Picture this. After a long and effortful process of gathering data for your latest experiment, you sit down in front of the computer, coffee in hand, ready to analyze the results. Before you dive into interpreting your analyses and seeing whether your predictions came to fruition, you decide to check the assumptions for your statistical test of choice. You’re using a linear regression model, so you test whether the residuals are normally distributed, using a Shapiro-Wilk test. You get a p-value above .05, so you conclude your residuals are normal and move on. Yay! But here’s a question–if you were to make a graph plotting the residuals, which of these plots do you think it could look like?
Trick question! The answer is all of them. Despite all of these graphs looking non-normal on visual inspection, all of them would be interpreted as “normal” if all you had was the results of a Shapiro-Wilk test. In fact, all of the graphs were specifically created by simulating non-normal distributions.
This example illustrates one issue with traditional approaches researchers take to testing statistical assumptions: sometimes, you can get false negatives–you conclude that the assumption is not violated, but really it is. In this case, just conducting a statistical test of our assumption is misleading–it is only when we check the assumption, in this case by using a graph, that we get the real picture.

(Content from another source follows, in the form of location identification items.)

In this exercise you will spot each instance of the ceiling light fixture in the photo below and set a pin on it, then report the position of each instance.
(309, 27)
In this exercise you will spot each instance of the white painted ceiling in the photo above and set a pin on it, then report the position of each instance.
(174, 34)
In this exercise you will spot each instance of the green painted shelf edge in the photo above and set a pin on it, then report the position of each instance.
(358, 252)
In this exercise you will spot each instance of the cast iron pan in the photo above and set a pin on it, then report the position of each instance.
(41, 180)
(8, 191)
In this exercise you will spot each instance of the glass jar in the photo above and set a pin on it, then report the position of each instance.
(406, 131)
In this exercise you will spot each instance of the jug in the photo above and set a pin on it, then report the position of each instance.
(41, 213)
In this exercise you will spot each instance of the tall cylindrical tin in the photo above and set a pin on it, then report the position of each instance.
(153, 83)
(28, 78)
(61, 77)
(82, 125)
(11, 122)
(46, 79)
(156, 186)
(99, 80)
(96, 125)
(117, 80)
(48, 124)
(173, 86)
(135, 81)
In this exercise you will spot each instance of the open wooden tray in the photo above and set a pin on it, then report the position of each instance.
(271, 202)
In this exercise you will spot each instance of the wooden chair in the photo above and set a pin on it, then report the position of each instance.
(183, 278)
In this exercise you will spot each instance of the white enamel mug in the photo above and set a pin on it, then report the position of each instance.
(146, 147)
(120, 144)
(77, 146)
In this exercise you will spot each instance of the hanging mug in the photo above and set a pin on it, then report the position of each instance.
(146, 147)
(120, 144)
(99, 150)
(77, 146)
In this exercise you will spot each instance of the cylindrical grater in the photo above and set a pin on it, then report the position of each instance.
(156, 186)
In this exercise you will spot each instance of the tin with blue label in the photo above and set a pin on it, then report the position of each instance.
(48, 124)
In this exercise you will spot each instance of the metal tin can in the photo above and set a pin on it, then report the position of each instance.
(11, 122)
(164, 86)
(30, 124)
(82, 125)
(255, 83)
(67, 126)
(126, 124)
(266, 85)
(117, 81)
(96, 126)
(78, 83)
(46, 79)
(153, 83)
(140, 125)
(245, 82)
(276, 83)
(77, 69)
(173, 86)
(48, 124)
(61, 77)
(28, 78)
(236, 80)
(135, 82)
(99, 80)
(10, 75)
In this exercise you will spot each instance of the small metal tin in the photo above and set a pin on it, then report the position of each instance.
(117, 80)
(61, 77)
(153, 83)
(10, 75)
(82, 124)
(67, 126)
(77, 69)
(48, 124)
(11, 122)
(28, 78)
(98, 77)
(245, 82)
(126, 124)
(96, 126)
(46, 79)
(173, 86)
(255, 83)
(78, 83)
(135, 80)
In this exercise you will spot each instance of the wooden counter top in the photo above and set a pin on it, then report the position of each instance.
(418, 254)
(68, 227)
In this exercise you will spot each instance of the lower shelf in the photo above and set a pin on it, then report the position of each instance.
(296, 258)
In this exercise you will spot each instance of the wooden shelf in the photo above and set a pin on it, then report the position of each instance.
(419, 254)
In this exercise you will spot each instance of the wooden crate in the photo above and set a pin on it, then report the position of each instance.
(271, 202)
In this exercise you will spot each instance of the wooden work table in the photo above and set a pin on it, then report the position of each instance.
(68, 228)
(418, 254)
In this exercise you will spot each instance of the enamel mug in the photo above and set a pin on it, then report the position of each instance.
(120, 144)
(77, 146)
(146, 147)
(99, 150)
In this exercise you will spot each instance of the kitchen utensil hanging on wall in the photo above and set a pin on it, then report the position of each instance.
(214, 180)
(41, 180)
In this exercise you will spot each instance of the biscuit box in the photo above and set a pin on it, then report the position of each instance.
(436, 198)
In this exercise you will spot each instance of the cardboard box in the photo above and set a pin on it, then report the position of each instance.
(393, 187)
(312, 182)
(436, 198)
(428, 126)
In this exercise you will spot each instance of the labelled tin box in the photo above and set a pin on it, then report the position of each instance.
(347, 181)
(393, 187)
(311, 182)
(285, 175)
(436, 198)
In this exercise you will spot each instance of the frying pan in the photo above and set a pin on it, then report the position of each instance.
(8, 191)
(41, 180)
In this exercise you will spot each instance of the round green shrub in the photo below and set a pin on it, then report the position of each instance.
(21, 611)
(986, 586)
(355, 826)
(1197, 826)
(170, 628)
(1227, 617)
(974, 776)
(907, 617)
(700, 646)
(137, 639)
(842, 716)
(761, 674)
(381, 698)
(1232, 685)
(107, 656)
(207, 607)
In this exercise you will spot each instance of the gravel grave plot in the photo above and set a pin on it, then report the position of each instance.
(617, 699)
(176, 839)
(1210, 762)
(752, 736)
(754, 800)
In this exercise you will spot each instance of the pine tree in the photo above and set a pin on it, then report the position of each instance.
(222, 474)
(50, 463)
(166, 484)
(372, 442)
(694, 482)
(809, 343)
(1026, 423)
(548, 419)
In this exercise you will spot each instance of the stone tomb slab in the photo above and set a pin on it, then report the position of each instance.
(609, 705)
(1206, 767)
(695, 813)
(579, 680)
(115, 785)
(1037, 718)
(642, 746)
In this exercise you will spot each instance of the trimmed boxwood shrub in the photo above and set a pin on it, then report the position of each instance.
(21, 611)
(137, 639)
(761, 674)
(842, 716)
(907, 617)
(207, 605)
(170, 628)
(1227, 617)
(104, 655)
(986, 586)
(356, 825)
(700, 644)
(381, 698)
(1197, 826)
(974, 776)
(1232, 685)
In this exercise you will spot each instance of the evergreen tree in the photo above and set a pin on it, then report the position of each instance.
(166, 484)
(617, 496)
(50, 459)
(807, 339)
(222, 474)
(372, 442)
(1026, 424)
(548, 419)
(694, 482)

A recent article published in the Psychonomic Society’s journal Behavior Research Methods shows the importance of assumption checking while conducting statistical analyses, beyond just assumption testing. Most statistical methods have underlying assumptions, such as normality in linear regression models. Researchers who want to make sure these assumptions are met before beginning their analyses often use null hypothesis significance testing, or NHST. However, author Itamar Shatz, pictured below, argues that relying solely on NHST can lead to several problems.
What kinds of problems? In addition to the false positives we already discussed, it can also lead to false negatives (determining there is no assumption violation when there really is). Another issue lies in using a false binary to interpret the results of assumption testing. We often interpret these tests using a strict threshold (usually p < 0.05) that tells you if an assumption is met or not. What this doesn’t tell you is the type or magnitude of assumption violation, underscoring another problem of limited descriptiveness, which might lead you to make different decisions as to how to proceed in your analyses.

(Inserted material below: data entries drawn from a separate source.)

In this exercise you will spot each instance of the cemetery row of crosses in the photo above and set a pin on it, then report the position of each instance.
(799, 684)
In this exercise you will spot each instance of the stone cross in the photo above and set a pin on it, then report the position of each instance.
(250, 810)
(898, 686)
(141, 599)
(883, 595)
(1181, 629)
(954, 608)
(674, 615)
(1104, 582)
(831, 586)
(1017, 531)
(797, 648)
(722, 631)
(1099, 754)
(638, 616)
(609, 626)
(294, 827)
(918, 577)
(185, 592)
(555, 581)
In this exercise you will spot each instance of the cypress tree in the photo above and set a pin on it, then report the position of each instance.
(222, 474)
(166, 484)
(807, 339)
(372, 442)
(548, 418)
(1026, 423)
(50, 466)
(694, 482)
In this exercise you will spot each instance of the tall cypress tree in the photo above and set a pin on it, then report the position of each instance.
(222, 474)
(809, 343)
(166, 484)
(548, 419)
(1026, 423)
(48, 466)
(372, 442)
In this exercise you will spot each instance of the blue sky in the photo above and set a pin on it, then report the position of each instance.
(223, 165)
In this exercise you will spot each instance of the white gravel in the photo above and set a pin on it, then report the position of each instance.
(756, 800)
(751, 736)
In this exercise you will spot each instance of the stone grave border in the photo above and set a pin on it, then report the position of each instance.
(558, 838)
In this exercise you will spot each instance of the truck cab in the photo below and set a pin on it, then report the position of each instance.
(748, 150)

Another problem, concerning NHST more broadly, is misinterpretation. For example, a p-value might be interpreted as an effect size, so a really small p-value may be interpreted as a large assumption violation, even if that is not truly the case. Finally, these assumption tests often have assumptions themselves, leading to potential testing failure when these assumptions aren’t tested.
What can be done about these problems? According to Shatz, creating visualizations and looking at numerical effect sizes can be helpful when checking assumptions. One method of visualization presented in the article is the lineup protocol, which involves simulating similar distributions which don’t contain the assumption violation and seeing if other people can tell the difference between the original and simulated plots. If few people can pick out the original plot, then the violation is likely not very severe. Other ways to use visualizations in your assumption-checking include looking at examples of plots with assumption violations to calibrate your expectations and showing them to unbiased experts to help interpret the plots.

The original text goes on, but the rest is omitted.